The House with a Clock in Its Walls: All These Witches, by Scott Nye
There is a portion of our readership, I trust, for whom the words “Jack Black, Kyle MacLachlan, and Cate Blanchett play witches” will be about all they need to read with regards to this movie. Reader, I’m here to tell you, that’s about all I need too. Eli Roth’s The House with a Clock in Its Walls – adapted from a 1973 novel by the same name – is far from ambitious, mostly hewing to the post-Harry-Potter 21st-century children’s fantasy film template, but its eye for simple pleasures, the modesty of its aims, and a few creative uses for magic keep it lively.
Having just lost his parents in an accident, 10-year-old Lewis (Owen Vaccaro) goes to live with his uncle Jonathan (Black) in New Zebedee, Michigan. Unlike most tales of orphan woe, his uncle is a kindly, supportive man who places almost no strictures on his nephew or their home. Turns out, this is because Jonathan is a practicing warlock, and much too preoccupied with magic to attend to the nuances of raising a child. It isn’t long before Lewis discovers this aspect of his uncle’s life, and so, under the tutelage of him and their neighbor Florence (Blanchett), young Lewis goes about learning that old black magic.
Turns out the house used to belong to a bad warlock, as these things tend to go. Though dead, Isaac Izard (MacLachlan) may still linger in the house beyond even the clock he buried in its walls to haunt Jonathan. He just needs someone to nudge him free. And, oh look, here’s a kid who’s new to school and friendless and maybe looking to impress the other kids.
So there’s a lot of to-do about curses and spells and ancient secrets, all of which Black and Blanchett keep terribly lively through friendly banter and a certain bravado in their enunciation. Their arch delivery – excited and alert but never really fearful – sets the tone for the movie, which refuses to let its potentially-world-ending stakes overwhelm its central joy at all there is to discover. Black, often cast very well as a sort of manic schlub, has the ideal theatrical flair to drive this; the sight alone of his rigid posture and protruding stomach casts a certain regality that helps cement why Owen would so quickly admire him. For a kid who feels perpetually out of place, an unusual adult unabashedly defining their space makes quite an impression.
Production designer Jon Hutman fills out the house very well, building a space that seems to fold in on itself as our three heroes roam through secret passageways and knickknack depositories. It gives you just enough to get your bearings, only to throw them off by a creepy room full of old toys or a shape-shifting stained-glass window; the wonder of the place never quite ceases, and despite nearly all the film’s action taking place there, it never feels claustrophobic as a result.
Eli Roth’s participation here will no doubt raise eyebrows among those familiar with his gross-out screamers, though he approaches this more family-friendly material with no less urge to shock.
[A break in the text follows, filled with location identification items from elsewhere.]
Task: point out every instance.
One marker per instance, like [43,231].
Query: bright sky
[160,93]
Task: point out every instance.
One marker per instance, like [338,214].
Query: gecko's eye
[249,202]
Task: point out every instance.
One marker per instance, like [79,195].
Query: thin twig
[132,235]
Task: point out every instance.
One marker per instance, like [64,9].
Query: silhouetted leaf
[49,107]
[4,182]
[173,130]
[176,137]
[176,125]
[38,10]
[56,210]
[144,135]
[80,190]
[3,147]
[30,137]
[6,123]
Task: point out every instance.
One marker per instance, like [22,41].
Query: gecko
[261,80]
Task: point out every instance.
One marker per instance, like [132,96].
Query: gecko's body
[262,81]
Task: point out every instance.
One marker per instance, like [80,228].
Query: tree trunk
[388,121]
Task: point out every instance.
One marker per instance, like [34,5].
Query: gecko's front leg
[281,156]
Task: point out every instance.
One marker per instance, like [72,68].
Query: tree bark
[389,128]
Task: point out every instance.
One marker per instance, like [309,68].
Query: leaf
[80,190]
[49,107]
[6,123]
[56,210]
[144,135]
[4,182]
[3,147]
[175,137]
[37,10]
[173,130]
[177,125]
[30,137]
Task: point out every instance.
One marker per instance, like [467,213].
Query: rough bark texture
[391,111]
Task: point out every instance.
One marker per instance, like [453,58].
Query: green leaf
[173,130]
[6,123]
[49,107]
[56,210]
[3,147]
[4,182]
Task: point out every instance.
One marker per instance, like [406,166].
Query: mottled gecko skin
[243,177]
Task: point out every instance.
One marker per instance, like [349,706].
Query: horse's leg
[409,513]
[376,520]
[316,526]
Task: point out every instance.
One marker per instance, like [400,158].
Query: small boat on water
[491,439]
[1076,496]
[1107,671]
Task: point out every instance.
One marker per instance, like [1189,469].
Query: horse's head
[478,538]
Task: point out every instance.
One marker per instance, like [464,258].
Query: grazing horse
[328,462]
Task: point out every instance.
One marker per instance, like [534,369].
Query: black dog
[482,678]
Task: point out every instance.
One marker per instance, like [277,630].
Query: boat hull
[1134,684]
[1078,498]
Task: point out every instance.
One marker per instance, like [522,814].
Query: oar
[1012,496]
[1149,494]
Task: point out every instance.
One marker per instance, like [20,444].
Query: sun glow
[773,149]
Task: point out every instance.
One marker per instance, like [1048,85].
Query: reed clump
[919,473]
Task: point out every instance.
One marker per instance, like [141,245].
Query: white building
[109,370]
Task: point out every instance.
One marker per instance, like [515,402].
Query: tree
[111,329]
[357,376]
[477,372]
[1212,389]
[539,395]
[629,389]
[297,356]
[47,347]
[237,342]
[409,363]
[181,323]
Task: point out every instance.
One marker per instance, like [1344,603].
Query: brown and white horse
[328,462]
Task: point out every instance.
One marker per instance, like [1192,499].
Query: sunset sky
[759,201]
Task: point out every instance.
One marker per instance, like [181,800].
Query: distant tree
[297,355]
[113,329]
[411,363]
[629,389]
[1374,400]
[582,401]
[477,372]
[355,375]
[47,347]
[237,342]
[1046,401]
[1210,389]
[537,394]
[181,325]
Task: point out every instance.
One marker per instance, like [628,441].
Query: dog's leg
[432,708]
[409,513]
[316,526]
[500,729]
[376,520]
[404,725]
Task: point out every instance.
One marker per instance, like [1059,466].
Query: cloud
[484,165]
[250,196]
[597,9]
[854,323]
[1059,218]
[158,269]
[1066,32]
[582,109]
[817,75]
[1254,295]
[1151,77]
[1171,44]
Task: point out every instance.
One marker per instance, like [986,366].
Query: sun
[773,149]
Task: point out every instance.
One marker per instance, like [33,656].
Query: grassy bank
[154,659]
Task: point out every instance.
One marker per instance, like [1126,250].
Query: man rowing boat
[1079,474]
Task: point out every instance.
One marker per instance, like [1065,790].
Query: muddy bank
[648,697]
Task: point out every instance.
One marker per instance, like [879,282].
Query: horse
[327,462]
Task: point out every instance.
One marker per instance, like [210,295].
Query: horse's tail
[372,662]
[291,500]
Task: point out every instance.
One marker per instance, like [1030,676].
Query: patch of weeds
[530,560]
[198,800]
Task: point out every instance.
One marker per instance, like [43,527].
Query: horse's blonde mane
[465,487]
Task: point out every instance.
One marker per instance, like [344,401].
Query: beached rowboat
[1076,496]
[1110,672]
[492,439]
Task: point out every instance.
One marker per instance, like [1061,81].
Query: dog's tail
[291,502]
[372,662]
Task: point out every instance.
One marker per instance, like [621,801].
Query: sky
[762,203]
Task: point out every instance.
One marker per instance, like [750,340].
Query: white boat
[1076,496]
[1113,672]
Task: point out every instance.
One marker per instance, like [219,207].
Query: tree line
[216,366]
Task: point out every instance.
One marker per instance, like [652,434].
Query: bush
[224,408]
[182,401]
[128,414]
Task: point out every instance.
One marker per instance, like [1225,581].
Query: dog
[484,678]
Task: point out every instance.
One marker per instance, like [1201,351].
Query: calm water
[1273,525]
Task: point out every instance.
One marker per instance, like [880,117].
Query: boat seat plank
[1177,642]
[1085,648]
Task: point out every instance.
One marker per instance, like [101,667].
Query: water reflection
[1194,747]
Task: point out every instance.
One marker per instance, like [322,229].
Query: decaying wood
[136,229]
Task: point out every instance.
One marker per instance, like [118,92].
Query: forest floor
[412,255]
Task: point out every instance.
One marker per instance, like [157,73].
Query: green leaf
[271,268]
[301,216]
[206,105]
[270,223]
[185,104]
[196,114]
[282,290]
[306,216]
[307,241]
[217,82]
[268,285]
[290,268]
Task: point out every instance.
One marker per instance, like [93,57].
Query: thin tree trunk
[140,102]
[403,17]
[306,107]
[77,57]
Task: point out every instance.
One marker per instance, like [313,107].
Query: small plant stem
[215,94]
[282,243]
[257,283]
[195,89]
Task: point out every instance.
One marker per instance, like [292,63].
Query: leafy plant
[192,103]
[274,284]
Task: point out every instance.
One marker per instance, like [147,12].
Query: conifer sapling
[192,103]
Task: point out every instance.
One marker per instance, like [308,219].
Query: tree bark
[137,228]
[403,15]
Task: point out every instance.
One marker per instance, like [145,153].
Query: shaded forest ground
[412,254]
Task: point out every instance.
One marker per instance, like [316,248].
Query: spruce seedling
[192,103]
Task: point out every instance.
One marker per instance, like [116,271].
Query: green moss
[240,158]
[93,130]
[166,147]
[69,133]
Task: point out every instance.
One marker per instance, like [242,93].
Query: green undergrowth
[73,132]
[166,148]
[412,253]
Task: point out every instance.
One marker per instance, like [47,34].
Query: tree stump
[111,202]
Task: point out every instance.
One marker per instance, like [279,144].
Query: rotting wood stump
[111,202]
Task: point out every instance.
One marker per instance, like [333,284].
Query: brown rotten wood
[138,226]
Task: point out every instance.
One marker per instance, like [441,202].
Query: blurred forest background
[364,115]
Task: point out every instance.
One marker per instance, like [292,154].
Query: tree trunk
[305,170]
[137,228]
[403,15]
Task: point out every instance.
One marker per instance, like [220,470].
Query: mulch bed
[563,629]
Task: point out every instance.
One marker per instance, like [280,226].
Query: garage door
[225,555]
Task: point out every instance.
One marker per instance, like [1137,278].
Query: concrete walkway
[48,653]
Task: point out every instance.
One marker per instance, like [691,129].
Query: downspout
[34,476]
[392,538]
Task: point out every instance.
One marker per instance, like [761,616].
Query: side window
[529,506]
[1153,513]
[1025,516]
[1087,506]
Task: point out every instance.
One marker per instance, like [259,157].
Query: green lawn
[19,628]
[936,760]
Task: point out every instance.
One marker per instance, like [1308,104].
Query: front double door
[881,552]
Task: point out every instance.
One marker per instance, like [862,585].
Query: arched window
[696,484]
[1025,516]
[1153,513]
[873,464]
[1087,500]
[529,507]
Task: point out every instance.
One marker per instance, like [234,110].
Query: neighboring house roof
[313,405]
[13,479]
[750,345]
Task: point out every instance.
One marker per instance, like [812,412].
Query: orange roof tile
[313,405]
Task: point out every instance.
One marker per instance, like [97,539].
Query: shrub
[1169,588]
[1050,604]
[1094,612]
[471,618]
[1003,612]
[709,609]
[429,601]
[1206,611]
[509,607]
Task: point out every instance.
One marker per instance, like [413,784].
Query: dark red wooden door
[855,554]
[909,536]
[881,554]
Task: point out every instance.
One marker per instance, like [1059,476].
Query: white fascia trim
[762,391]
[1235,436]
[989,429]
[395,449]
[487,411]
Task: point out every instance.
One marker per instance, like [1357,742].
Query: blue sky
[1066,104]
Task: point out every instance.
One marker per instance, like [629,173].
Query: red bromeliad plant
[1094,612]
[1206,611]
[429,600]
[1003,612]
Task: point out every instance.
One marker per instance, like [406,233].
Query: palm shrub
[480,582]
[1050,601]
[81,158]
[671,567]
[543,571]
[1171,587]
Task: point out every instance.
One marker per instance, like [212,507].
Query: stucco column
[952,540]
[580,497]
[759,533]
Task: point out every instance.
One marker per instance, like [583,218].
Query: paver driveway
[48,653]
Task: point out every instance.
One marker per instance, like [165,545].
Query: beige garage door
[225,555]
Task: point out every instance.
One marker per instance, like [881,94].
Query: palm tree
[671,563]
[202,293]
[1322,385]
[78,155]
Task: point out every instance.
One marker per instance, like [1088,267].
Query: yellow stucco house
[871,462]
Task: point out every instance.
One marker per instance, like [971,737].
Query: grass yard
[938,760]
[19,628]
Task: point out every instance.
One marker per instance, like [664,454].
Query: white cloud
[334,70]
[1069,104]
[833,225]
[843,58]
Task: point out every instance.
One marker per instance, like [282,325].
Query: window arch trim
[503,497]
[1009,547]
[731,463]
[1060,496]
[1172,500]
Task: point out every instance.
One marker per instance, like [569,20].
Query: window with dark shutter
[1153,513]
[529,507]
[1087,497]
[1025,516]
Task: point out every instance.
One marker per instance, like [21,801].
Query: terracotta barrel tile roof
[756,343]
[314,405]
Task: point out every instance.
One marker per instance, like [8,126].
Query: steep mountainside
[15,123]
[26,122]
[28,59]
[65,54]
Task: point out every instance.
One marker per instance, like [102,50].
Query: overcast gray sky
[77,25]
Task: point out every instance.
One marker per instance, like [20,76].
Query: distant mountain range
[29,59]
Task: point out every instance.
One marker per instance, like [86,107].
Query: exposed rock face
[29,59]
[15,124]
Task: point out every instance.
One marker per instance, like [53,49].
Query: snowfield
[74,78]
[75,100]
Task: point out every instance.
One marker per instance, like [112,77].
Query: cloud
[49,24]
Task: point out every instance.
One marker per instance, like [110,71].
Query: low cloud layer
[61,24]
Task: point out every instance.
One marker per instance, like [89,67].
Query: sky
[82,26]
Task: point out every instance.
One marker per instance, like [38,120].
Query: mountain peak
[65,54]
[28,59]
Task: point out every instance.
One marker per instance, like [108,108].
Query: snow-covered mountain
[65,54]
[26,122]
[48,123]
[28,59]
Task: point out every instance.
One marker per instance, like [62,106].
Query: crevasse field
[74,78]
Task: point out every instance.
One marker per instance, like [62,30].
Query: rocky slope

Some images and successions of jump scares may be too much for the younger end of the PG crowd, but but young teens and older kids at our press screening seemed to latch onto it. For that set, this might push them to an edge, but it’s an edge they can handle. Because Black never seems scared, and Owen gradually learns to stand up for himself, a kid can pick up that even spooky creatures can be overcome.